The Model 1 well profile may be too high and Model 3 may be more realistic, future data will help to sort this out.  I created a scenario using the Model 1 well profile which results in output similar to the USGS mean estimate of 5.8 BBO over the period from 1953 to 2073. The scenario assumes that prices remain below the Jan 2017 break even price of $107/barrel so that new wells are no longer added after early 2017 and that 1500 wells are added per year from 2013 to 2016.  Total wells are 11,000 and output from 1953 to 2073 is 5.9 BBO, well productivity decreases as in figure 10.  See figure 14 below:


Figure 14
If we use the scenario above, but change the average well profile to Model 3 we get:


Figure 15

In this case prices would need to rise to $112/barrel by July 2016 in order for new wells to be added profitably.  Output from 1953 to 2073 falls to 3.6 BBO from 5.9 BBO using Model 1(figure 14).

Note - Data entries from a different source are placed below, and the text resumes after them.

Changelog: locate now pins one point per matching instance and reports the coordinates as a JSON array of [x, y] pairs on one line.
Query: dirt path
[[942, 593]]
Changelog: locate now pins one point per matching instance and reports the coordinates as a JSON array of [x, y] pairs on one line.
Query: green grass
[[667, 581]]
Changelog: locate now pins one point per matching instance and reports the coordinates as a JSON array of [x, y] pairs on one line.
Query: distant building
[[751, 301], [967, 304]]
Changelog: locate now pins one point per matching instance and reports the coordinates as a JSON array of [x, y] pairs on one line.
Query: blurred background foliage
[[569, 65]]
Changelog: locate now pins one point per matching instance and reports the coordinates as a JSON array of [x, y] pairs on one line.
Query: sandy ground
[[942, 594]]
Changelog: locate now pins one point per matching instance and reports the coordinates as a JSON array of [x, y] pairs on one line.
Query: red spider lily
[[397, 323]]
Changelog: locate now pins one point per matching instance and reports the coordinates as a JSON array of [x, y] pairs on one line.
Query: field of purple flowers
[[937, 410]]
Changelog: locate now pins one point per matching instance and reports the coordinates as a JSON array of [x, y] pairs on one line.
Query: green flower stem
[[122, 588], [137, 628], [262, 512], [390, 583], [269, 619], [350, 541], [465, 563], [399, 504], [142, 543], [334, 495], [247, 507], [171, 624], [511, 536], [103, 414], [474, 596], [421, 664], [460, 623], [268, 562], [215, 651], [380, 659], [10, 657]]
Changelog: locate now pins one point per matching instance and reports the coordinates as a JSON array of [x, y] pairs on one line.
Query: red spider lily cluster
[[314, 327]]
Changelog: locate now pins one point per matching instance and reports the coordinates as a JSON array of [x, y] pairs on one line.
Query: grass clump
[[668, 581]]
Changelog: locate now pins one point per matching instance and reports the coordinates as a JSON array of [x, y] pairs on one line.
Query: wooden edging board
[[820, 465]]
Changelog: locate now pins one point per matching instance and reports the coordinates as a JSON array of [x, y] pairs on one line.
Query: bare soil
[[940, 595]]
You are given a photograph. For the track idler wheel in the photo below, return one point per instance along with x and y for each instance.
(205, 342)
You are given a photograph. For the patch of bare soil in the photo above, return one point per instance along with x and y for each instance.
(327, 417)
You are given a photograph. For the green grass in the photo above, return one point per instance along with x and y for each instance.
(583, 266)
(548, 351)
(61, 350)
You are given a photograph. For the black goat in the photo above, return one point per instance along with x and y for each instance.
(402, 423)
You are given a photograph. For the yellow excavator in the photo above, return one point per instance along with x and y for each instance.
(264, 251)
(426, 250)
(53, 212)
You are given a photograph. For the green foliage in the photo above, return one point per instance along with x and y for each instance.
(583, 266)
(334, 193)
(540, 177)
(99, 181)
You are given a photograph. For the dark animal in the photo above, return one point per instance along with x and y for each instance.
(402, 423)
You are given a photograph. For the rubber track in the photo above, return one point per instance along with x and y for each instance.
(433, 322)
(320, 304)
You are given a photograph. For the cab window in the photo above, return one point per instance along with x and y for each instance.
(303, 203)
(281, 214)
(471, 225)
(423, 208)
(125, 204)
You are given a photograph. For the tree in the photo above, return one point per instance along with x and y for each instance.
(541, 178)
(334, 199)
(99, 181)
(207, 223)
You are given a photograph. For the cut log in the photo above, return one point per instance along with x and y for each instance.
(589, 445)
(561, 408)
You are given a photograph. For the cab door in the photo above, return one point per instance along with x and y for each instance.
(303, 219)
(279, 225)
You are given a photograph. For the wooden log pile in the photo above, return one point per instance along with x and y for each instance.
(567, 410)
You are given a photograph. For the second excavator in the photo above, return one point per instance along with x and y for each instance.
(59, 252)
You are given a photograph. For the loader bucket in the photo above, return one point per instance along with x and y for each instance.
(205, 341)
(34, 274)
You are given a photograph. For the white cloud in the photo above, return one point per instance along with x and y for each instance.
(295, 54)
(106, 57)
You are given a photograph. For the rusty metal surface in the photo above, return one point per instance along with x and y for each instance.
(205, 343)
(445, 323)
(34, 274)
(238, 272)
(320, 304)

In a future post I will look at scenarios which would match the USGS high and low estimates using Model 3 and assuming that F5 and F95 estimates for the total Bakken/Three Forks can be used to estimate F5 and F95 for the North Dakota portion.

This is a revision of a very rough draft I posted on May 16, 2013, I apologize to anyone who read it, I will do a better job of editing before posting in the future.